March 27, 2015: Scores of parents of children with special needs have been motivated and empowered by the information shared with them during a recent seminar put on by the Ministry of Education’s Region One Office at the Pembroke Hall Primary School in St Andrew.

 

Patricia Robinson-Riley, mother of an eleven-year-old child with special needs, said the sessions were very informative and helped her to deal with issues she had surrounding the care for her child who is a sicklier and recovering from a stroke.   She said the presentations at the seminar have made her aware that as a result of the stroke her child’s cognitive ability has slowed down so she has to exercise more patience with him.

 

“His grades were also very low in school and I believed that he could study more and do better than he was doing. I used to motivate him and sometimes I would get upset when he failed to make any progress,” Robinson-Riley recounted.

 

Another parent Tamara Brown disclosed that her eight-year-old child had a spinal injury from birth and has been confined to a wheelchair. The mother of four said she was happy that the forum touched on important points that can help her to deal with her son’s special needs.

 

Stigmatize him

Mother of two, Alesa Bloomfield, said her three year-old son is autistic and by listening to the presentations she has been inspired and motivated to continue caring for her child.

 

“I realize that I am not alone and I am motivated to be strong and active in my child’s life. When people see my son they stigmatize him and at one point I was in denial about the disability. Now I feel proud. I know he is special and God gave me him for a purpose,” Bloomfield said.

 

The presentation also taught her to be patient with her child. “My son doesn’t speak and whatever he wants he pulls on my clothes and points to it. Sometimes I become impatient with him. However, today I am motivated and I feel like a supermom,” she added.

 

Leonard Doyley, the father of a nine-year-old boy said his son is a slow learner and becomes easily distracted from his lessons. He attended the seminar to learn more about coping with children that have special needs. “It is my first time attending a forum like this.

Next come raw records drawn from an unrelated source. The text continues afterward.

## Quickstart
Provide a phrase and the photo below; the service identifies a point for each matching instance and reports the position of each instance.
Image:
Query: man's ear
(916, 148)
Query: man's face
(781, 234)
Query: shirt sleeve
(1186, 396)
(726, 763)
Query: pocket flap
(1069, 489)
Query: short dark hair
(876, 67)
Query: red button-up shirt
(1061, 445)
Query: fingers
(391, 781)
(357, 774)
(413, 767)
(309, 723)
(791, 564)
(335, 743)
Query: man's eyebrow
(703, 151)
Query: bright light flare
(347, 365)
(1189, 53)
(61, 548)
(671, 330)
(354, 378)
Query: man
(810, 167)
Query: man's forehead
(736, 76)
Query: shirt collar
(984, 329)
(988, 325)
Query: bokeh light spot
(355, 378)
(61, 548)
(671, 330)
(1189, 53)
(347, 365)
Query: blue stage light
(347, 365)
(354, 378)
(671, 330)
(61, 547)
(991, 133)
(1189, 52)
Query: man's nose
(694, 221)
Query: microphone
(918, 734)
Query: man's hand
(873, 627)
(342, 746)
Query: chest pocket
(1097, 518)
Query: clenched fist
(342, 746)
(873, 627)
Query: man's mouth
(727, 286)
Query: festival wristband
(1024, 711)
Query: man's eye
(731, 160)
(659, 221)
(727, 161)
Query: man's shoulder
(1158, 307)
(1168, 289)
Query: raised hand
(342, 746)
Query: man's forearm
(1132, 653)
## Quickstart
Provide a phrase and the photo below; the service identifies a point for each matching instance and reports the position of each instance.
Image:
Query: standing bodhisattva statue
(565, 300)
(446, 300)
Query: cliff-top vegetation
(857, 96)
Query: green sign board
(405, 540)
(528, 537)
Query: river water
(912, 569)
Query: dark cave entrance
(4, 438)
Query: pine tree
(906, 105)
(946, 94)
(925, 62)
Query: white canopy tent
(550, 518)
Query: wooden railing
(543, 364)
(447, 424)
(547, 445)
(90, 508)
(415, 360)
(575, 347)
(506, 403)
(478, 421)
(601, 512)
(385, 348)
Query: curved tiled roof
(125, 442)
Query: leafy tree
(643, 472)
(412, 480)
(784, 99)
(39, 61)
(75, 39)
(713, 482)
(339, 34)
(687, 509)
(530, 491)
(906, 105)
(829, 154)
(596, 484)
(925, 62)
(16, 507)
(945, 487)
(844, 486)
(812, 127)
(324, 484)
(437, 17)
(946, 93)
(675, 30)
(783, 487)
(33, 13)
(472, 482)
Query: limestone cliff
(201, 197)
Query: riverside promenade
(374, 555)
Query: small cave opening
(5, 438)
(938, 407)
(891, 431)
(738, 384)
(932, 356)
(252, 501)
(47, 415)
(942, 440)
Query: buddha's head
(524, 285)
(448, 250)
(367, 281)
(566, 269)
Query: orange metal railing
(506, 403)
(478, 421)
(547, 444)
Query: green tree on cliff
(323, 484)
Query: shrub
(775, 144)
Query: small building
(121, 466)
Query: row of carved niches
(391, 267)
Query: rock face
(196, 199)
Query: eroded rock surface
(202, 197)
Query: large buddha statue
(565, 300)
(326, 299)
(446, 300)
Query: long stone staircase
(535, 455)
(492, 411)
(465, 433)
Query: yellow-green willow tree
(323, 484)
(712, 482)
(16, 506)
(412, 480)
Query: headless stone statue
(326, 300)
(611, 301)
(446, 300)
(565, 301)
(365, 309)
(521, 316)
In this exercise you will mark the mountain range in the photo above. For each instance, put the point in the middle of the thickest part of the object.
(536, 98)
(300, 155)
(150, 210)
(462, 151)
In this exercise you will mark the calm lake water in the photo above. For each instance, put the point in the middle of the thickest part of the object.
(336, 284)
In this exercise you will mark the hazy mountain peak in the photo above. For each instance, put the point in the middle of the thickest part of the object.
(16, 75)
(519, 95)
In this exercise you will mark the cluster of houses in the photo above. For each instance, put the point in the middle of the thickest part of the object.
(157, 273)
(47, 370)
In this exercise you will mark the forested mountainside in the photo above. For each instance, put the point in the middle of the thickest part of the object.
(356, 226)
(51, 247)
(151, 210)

I came because I want to help my son to learn and become something special in life,” Doyley said.

 

More than 160 parents and some 230 students and teachers attended the seminar, which Education Officer Gregory King said was successful in fulfilling the ministry’s mandate of providing equitable educational opportunities for all.

“We have achieved this here by informing and motivating these parents on how to deal with children diagnosed with special needs,” King said.

 

 

The seminar was part of a Parent Information Fair, organized by the Ministry of Education Region One in partnership with various stakeholders. These include the National Parent Support Commission, the Jamaica Council for Persons with Disabilities, the HEART Trust/NTA, the Nathan Ebanks Foundation, the Jamaica Association for Children with Learning Disabilities, the Office of the Children’s Registry, Bashy Bus Krew from Children First among others.